El segundo grupo experimentó la reestructuración en imágenes, un enfoque diseñado para modificar la narrativa ligada a un recuerdo. En esta intervención, el participante rememora una situación angustiante y luego visualiza a un “defensor” —por ejemplo, un terapeuta— que ingresa a la escena para confrontar al crítico y brindar apoyo al niño.

El tercer grupo aplicó la misma técnica de reestructuración, pero con un retraso de 10 minutos. La intención era interferir en la huella del recuerdo crítico y potenciar el impacto de la terapia.

Sorpresa como catalizador del cambio terapéutico

La mejor respuesta de la terapia basada en imágenes apareció cuando la reestructuración introdujo un elemento sorpresa (Imagen Ilustrativa Infobae)

Los voluntarios llenaron cuestionarios, participaron en entrevistas y se sometieron a mediciones fisiológicas. El seguimiento se efectuó a los tres y seis meses, y en ambas evaluaciones las mejoras se mantuvieron estables.

Julia Bączek, psicóloga del Laboratorio de Neurociencia Afectiva de la SWPS University, afirmó que los hallazgos evidencian que es factible reducir las emociones y el nivel de activación asociados a las críticas recibidas en la niñez. Además, indicó que técnicas cuidadosamente seleccionadas pueden transformar la experiencia de esos recuerdos, haciéndolos menos dolorosos y perturbadores.

La reestructuración en imágenes demostró ser más efectiva cuando los participantes sintieron sorpresa. Este fenómeno se atribuye al error de predicción, es decir, la diferencia entre lo que una persona anticipa que ocurrirá y lo que realmente sucede.

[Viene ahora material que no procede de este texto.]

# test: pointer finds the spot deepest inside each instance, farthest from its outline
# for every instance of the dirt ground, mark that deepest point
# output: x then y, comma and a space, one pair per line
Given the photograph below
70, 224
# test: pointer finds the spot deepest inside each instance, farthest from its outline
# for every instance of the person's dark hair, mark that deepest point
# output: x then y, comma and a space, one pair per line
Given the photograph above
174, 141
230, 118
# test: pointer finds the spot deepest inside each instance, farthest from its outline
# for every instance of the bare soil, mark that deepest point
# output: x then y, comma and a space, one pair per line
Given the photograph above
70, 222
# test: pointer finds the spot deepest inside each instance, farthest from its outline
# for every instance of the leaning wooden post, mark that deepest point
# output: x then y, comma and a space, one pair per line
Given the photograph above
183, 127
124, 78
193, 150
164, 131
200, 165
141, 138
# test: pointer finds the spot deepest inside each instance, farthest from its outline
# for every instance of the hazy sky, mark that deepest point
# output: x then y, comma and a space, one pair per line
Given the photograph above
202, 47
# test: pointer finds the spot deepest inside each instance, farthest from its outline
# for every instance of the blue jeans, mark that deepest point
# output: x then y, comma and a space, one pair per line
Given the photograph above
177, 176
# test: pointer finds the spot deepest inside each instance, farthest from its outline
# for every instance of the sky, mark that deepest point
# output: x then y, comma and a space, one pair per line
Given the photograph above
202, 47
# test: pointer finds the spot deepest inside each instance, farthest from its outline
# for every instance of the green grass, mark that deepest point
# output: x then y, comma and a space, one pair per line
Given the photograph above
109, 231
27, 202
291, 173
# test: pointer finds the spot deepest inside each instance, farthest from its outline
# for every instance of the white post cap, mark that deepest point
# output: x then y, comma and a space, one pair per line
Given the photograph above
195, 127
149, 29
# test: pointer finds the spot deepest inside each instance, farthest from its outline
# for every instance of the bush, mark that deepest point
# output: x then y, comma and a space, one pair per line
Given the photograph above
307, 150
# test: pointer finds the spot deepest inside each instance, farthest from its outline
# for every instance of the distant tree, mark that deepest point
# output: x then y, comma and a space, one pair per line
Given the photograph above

Stanisław Karkosz, científico cognitivo del mismo laboratorio, explicó que un componente esencial de la terapia con imágenes es generar una brecha entre las expectativas del paciente y lo que sucede en el recuerdo modificado.

“Ese momento de sorpresa puede abrir la puerta a un cambio terapéutico duradero”.

Los autores del estudio consideran que estos métodos pueden facilitar que las personas “escriban” desenlaces nuevos y más seguros para sus historias pasadas. La investigación también indica que los recuerdos difíciles, especialmente aquellos ligados al fracaso, no están condenados a experimentarse siempre de la misma manera. Bączek recalcó que las vivencias anteriores no tienen por qué procesarse emocionalmente de forma inmutable.